People choosing not to have children because it's not right for them and being supported in that decision is great - a net gain for everyone and a healthy, positive situation.

That is entirely separate to the tedious 'childfree' movement which seeped out of places like Reddit and have leaked over most social media forums and then, as these things often do, into real life. It is regressive and cringe and usually horribly misogynistic as well (I spent some regrettable time in childfree communities back in the day, and yes they are awful and unhappy places and being nasty about mothers in particular including their bodies was ubiquitous). Since a misogynistic backlash to the feminist gains of the last 15/20 years is currently growing the 'childfree' movement is finding fertile ground. You can spot people influenced by this by their copious use of terms such as 'entitled' 'crotch goblins' 'brats' 'pet sperm' etc and being as unpleasant to and about mothers as they can get away with. As 'woke' ideology placed some social limits on who you could mock and bully, children and mothers became a much socially safer outlet for nastiness - extremely vulnerable groups in society that its ok to be a dick to.

I have friends who have chosen not to have children and are happy with their decision and are absolutely lovely about and to my child. I don't believe for a second those who are unpleasant to parents and children are actually happy with their lives. But why they feel entitled to make it everyone else's problem I don't know. They really desperately need mothers to be unhappy to validate themselves.

I absolutely agree with this. I never wanted kids and it wasn’t until a late hormonal surge that gave me an overwhelming desire to have kids, that I had them in my early 40s.

But in my happily childless days I never disliked kids or put down those who had them. People who pissed me off by challenging my lack of wish to have children did, but never people simply by being children or being parents.

I think this poster had hit the nail on the head that the extraordinary vitriol of some is based in cultural misogyny.

KimberleyClark · 02/06/2024 11:26

Pronatalism is in itself misogynistic- it reduces women’s value to their reproductive capacity.

Neurodiversitydoctor · 02/06/2024 11:27

OptimismvsRealism · 02/06/2024 11:21

Unemployed young people who have been replaced by tech won't help with pensions - they'll be a drain in the form of the support they need to compensate for their obsolescence as workers.

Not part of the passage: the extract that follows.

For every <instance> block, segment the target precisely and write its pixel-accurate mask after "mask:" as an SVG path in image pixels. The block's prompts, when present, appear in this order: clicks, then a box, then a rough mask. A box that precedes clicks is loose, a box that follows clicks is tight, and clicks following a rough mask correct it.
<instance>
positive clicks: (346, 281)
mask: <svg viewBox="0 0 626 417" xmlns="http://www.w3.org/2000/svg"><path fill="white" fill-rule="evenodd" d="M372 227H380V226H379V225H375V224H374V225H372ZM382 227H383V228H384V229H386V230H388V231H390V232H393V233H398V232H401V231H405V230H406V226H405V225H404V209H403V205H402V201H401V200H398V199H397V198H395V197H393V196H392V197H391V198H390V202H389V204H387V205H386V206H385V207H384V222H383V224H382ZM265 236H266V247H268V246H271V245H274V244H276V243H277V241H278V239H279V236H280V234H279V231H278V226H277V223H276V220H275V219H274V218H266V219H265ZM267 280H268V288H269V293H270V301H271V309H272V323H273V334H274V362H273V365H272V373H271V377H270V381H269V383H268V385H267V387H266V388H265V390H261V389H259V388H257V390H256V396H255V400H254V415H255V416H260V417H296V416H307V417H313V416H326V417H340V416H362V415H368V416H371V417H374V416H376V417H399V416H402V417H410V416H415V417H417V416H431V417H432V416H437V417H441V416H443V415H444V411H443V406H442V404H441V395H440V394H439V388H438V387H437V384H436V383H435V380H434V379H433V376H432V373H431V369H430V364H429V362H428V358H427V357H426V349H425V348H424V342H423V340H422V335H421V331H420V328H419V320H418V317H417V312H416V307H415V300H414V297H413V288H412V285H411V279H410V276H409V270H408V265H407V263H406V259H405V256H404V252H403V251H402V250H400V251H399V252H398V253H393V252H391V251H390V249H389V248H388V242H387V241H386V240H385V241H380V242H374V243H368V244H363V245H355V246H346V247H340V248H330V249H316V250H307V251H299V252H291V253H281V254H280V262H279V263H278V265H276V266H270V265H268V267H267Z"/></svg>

So who is paying for your pension if working age adults are not needed in your vision of the future ? Is the massively elderly population cared for by robots ? You still haven't told me if you have actually watched it, or why if the falling birthrate is a non problem why governments across the world are trying to reverse it ? Your narrative is 20 years out of date.

daliesque · 02/06/2024 11:27

for them to be uninterested in your DC seems unreasonable to me, even if they don’t like children generally, which is fair enough, they could make an effort to take an interest in yours as they are your friends, your not a random person.

Nope it's really not unreasonable for a group of friends who have all, but one, decided not to have children (or maybe not to have been able to) to not be interested in children.

The OP, bluntly, either accepts her friends as they are or gets herself a new group.

MrsDTucker · 02/06/2024 11:28

I hate most kids. Most I know are whiney nasty spoiled. Mine aren't like this. Mine don't lie which is something I can't stand.